The single most beneficial thing to your eyesight, the one thing you should do to improve your vision, is go outside, and … pull focus (if you don’t know what that means, check out the active focus link list for a quick primer).
I blow through 3 hours of close-up time several times a day (on some days). I’ve done it more than I do these days. Still, I have 20/20 uncorrected vision (instead of the -5D high myopia I started with).
Some of our students have eight, ten, and more hours of close-up, almost every day. And still they are reporting steady improvements in their eyesight. I suggest that you look at cutting back close-up when there are other alternatives (such as finding hobbies besides gaming, for your spare time). You can self-assess the benefits of such change, by measuring your centimeter distance, so that’s up to you.
But going outside, and pulling focus, is the stimulus that improves your vision.
Granted, you have to get rid of ciliary spasm, that’s a must.
You can self-assess that one easily, as well. Pick a sign outside you can just barely read, before starting close-up time. When you take a break, go check the sign. Clarity the same? Great, no ciliary spasm. Way blurrier? You need to get outside and get rid of that focusing muscle lock-up before getting back to the screen. That’s no big deal and with a few weeks of checking and working on that little habit, it’ll be second nature in no-time.

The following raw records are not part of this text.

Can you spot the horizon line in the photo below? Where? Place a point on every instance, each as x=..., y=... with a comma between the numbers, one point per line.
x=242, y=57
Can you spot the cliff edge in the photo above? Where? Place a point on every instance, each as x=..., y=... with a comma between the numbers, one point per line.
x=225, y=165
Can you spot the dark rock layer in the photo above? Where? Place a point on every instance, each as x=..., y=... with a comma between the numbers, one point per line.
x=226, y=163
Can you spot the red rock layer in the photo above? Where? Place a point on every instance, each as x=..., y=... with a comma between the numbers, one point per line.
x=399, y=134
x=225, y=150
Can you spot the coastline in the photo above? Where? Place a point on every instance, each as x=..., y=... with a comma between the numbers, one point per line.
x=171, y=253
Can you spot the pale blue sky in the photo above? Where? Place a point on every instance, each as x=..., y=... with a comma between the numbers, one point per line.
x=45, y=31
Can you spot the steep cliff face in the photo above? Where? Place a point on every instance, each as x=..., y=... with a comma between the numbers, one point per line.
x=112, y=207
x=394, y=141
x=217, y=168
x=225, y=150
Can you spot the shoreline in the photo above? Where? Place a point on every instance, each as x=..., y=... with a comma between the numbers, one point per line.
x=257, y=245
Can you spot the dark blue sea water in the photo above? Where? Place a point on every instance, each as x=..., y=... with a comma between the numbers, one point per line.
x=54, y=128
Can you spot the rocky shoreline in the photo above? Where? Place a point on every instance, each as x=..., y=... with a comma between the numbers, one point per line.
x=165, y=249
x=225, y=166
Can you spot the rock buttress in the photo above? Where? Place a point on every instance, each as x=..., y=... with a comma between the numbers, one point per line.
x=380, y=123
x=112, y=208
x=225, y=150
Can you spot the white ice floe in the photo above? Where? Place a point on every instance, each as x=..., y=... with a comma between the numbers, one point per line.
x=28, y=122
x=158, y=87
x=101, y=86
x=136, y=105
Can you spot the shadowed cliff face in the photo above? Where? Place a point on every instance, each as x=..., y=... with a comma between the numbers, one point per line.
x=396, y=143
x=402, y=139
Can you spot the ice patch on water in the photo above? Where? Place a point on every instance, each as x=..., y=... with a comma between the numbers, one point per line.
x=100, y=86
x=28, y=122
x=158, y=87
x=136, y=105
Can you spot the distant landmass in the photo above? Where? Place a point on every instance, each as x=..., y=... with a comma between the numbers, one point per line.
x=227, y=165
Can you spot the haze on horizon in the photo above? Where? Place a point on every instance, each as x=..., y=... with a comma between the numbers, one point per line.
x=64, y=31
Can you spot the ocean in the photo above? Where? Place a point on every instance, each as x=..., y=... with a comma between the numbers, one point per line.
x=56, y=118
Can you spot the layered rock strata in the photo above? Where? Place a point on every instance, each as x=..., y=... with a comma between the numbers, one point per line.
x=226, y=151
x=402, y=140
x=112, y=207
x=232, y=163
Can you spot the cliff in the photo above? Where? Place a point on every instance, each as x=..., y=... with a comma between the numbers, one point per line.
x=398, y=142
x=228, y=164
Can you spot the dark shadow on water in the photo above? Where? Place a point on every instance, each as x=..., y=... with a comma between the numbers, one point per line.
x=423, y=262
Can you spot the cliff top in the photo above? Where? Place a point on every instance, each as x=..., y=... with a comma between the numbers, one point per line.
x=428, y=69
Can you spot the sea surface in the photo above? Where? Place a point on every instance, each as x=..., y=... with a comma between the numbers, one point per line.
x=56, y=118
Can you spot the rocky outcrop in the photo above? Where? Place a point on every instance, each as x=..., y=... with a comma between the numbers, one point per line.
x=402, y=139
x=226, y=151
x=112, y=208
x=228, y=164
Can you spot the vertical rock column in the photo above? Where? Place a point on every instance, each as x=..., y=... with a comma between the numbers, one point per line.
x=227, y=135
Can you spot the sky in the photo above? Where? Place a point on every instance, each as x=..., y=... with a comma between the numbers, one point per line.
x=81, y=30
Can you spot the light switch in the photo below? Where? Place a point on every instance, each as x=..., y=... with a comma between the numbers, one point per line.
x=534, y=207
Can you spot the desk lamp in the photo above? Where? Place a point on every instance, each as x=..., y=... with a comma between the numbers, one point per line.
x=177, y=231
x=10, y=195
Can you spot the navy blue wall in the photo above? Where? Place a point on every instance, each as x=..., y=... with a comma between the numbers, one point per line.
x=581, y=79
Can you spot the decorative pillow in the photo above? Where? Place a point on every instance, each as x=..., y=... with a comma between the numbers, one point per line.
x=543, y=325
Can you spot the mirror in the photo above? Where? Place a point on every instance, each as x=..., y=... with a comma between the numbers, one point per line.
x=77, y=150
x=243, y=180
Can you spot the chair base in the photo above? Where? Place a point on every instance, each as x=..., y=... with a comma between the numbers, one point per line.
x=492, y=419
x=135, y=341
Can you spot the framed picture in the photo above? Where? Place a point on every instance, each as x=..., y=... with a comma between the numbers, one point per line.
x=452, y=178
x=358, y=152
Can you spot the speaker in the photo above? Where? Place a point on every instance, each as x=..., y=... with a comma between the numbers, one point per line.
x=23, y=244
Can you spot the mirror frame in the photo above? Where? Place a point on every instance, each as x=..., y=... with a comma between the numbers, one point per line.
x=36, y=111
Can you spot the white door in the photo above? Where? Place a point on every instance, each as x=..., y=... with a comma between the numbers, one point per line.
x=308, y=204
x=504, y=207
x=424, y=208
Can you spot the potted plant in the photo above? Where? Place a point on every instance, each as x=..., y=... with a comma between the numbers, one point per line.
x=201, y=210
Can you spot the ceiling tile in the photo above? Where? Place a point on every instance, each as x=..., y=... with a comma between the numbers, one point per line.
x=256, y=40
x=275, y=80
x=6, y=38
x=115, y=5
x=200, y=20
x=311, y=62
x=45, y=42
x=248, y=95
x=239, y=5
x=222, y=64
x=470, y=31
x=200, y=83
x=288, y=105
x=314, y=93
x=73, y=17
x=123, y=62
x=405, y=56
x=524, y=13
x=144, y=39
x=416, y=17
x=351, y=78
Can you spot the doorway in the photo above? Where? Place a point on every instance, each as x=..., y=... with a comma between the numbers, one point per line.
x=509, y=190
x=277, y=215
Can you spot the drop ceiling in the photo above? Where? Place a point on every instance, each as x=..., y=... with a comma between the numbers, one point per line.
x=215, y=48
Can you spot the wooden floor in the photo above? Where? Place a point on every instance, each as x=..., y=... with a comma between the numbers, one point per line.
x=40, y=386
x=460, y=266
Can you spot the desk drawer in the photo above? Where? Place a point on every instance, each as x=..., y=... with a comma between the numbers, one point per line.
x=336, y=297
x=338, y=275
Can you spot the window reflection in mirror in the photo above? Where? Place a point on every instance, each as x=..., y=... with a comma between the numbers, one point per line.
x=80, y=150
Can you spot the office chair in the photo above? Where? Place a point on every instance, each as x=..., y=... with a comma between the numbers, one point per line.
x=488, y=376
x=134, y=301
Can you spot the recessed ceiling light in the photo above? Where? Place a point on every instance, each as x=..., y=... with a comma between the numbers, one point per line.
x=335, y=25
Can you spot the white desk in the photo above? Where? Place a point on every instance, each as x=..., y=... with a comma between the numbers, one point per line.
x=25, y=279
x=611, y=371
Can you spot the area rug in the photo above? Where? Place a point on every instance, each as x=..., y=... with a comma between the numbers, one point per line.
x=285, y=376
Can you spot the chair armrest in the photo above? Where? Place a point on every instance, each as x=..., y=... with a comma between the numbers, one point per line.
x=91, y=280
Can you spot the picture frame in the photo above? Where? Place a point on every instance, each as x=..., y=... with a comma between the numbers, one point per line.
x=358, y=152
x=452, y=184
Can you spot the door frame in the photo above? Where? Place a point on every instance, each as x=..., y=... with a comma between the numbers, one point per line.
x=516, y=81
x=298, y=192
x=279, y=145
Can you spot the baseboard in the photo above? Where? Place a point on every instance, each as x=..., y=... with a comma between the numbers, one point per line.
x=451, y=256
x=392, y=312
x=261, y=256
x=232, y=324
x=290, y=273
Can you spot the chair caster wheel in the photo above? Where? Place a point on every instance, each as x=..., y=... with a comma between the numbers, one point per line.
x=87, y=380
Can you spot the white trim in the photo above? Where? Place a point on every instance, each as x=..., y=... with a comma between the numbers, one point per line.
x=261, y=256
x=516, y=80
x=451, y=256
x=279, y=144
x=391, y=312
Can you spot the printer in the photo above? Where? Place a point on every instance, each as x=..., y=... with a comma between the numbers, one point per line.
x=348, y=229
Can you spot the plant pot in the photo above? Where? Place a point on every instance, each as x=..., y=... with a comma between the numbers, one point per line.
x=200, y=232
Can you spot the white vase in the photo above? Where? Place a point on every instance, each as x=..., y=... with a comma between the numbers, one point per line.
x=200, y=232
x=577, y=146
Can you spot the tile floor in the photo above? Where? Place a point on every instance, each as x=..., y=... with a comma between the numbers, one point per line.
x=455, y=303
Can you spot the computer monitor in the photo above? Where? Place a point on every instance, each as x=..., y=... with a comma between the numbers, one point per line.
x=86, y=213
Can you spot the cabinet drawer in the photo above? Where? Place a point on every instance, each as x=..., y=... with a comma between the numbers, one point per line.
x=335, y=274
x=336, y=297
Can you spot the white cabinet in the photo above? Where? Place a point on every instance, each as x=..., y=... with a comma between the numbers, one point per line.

So if you know that you have little or no ciliary muscle spasm, then nothing is in the way for positive stimulus to effectively improve your vision.

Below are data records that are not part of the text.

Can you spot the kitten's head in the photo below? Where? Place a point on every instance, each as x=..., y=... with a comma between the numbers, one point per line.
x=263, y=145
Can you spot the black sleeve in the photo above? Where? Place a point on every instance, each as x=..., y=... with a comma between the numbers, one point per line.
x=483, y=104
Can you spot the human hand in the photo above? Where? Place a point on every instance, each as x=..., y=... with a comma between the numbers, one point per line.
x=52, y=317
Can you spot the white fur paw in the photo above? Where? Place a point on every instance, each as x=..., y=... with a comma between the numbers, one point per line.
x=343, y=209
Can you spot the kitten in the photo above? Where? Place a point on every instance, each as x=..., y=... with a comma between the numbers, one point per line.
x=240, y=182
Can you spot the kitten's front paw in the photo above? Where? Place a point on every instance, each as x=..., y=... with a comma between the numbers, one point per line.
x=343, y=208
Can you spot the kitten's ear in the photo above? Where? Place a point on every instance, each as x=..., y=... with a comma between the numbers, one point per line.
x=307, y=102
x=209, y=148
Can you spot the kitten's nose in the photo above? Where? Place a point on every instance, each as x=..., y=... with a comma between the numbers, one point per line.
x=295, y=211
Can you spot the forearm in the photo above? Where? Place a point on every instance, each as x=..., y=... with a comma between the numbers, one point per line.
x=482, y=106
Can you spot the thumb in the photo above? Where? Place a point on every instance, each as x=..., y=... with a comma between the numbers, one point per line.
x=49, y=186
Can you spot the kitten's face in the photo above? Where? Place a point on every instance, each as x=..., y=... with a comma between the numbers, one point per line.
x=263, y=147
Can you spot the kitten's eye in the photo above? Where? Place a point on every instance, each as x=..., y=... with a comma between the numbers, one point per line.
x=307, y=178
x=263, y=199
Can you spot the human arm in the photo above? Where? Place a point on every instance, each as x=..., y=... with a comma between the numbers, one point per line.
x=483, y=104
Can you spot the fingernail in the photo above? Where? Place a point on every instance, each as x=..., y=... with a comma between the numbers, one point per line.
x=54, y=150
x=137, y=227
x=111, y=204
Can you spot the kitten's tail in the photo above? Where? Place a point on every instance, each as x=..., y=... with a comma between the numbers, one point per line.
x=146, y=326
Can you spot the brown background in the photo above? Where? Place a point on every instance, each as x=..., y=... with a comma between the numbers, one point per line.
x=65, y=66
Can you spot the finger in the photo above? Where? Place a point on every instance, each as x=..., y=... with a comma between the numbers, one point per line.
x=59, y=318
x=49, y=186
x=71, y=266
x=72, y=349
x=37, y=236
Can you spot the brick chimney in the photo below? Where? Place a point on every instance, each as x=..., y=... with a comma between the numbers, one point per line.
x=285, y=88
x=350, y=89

And that’s the outdoor time.
Bear in mind that multi diopter myopia means axial elongation of the eyeball (in most cases). The eye elongates because the stimulus (hyperopic defocus) tells it to, but that’s not the shape the eye wants to be in. Tension in the attachment of your retina due to elongated eyeball is what causes lattice degeneration and retinal detachment, and axial elongation also plays a notable role in glaucoma and other vision health problems. The biology knows the elongated eyeball is wrong, and wants to reverse that axial elongation.
All you need to do is to give the eye permission to do so, by providing the stimulus that says ‘yes shorter is better’.

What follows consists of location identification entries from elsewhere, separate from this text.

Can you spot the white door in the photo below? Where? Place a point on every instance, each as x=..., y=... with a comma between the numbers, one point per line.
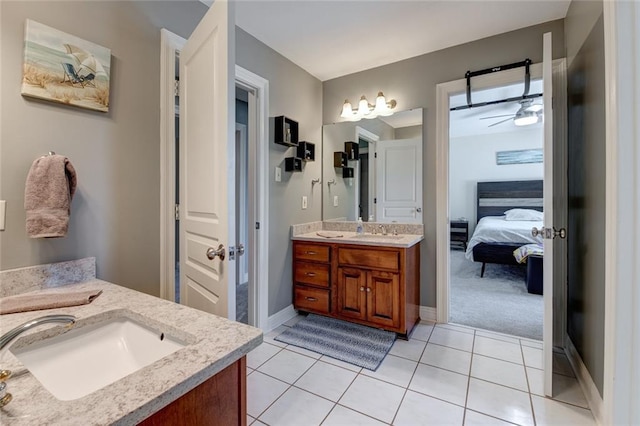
x=207, y=163
x=399, y=181
x=547, y=286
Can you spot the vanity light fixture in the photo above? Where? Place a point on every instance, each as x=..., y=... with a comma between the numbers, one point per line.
x=366, y=110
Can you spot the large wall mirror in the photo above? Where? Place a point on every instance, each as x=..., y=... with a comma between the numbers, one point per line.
x=373, y=169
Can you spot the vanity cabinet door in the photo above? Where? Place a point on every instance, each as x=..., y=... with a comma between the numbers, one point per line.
x=352, y=296
x=383, y=298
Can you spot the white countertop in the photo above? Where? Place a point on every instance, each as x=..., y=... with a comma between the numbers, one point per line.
x=400, y=240
x=214, y=344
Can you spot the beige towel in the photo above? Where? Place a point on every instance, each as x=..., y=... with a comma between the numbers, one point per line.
x=38, y=301
x=49, y=189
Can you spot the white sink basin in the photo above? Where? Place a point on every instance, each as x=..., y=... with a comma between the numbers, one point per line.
x=83, y=360
x=378, y=237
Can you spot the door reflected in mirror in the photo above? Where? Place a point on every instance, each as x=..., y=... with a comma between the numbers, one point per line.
x=373, y=169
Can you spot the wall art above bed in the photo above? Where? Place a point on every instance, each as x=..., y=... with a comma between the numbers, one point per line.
x=523, y=156
x=63, y=68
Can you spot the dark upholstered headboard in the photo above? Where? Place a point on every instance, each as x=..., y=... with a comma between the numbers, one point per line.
x=494, y=198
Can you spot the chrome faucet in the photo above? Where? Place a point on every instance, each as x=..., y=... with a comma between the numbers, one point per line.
x=10, y=336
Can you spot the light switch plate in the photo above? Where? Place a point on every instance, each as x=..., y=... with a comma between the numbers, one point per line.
x=3, y=210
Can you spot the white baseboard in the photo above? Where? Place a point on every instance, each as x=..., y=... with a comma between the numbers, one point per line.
x=279, y=318
x=586, y=382
x=427, y=313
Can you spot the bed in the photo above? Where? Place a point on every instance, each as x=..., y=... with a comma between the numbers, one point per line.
x=495, y=238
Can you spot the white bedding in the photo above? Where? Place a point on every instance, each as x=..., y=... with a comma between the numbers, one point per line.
x=495, y=229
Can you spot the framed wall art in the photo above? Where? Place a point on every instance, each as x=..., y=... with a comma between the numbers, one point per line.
x=63, y=68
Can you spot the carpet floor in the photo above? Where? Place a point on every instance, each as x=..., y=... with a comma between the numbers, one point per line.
x=499, y=301
x=353, y=343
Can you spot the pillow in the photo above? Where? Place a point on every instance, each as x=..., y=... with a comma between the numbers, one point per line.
x=523, y=214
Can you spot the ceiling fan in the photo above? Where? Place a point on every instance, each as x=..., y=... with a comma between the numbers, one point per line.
x=529, y=113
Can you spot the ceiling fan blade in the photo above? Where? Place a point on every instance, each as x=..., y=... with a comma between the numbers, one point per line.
x=496, y=116
x=500, y=122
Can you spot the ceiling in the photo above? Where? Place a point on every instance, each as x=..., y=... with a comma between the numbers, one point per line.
x=332, y=38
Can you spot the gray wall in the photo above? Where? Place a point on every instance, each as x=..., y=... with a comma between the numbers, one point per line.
x=586, y=170
x=115, y=212
x=298, y=95
x=412, y=83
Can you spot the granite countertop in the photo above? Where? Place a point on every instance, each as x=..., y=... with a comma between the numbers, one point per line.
x=366, y=239
x=213, y=343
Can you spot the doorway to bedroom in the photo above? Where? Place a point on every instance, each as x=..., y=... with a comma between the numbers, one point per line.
x=496, y=167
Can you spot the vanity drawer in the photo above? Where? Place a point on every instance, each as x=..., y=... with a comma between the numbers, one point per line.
x=378, y=259
x=311, y=273
x=311, y=299
x=315, y=252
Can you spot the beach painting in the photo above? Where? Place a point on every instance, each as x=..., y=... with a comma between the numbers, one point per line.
x=63, y=68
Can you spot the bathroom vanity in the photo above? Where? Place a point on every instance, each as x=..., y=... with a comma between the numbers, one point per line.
x=369, y=279
x=203, y=382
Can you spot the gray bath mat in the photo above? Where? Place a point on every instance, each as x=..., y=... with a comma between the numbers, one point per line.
x=353, y=343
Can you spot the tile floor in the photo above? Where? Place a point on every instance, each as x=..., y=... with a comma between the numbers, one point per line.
x=444, y=375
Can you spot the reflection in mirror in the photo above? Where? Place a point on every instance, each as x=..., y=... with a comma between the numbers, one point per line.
x=381, y=179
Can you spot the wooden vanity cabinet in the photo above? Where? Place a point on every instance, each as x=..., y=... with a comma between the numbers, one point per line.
x=377, y=286
x=312, y=277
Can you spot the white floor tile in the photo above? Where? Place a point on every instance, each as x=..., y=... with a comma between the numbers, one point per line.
x=536, y=380
x=567, y=389
x=393, y=369
x=532, y=357
x=410, y=349
x=452, y=339
x=374, y=397
x=418, y=409
x=501, y=402
x=457, y=327
x=262, y=391
x=422, y=331
x=287, y=366
x=305, y=352
x=297, y=408
x=498, y=349
x=498, y=336
x=439, y=383
x=261, y=354
x=340, y=363
x=500, y=372
x=326, y=380
x=343, y=416
x=270, y=336
x=550, y=412
x=531, y=343
x=471, y=418
x=447, y=358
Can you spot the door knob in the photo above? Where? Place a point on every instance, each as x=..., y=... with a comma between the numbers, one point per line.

And that is … you know it. Going outside, and pulling focus.
Just going outside alone isn’t going to do it (sorry, overblown outdoor myopia study quoting pseudo-journalists!). Axial change of the eyeball is all about stimulus, and the focus work is that stimulus. It’s the incredibly simple, entirely un-patentable, un-product-packaging-able, un-license-required-medical-advice-able, truth. Go outside, pull focus.
The stimulus only works if you’re not having a locked focusing muscle preventing it from doing its job. That as we just discussed, the prerequisite.
If you need 10 hours of close-up, but you take breaks at 3 hours or less and get outside, if you make sure there’s no ciliary spasm carried around all day, if you challenge yourself for distance focus, consistently, every day, if you keep a log of centimeters and distance vision improvement, your eyes will go back to the shape that they want to be in. It’s as simple as that.
All that said, try not to binge on close-up. It’s way easier to find new interests and build outdoor habits if you address at least a little bit of Internet addictions, while you’re at it.
That’s it. I tell you how it is, the rest is up to you.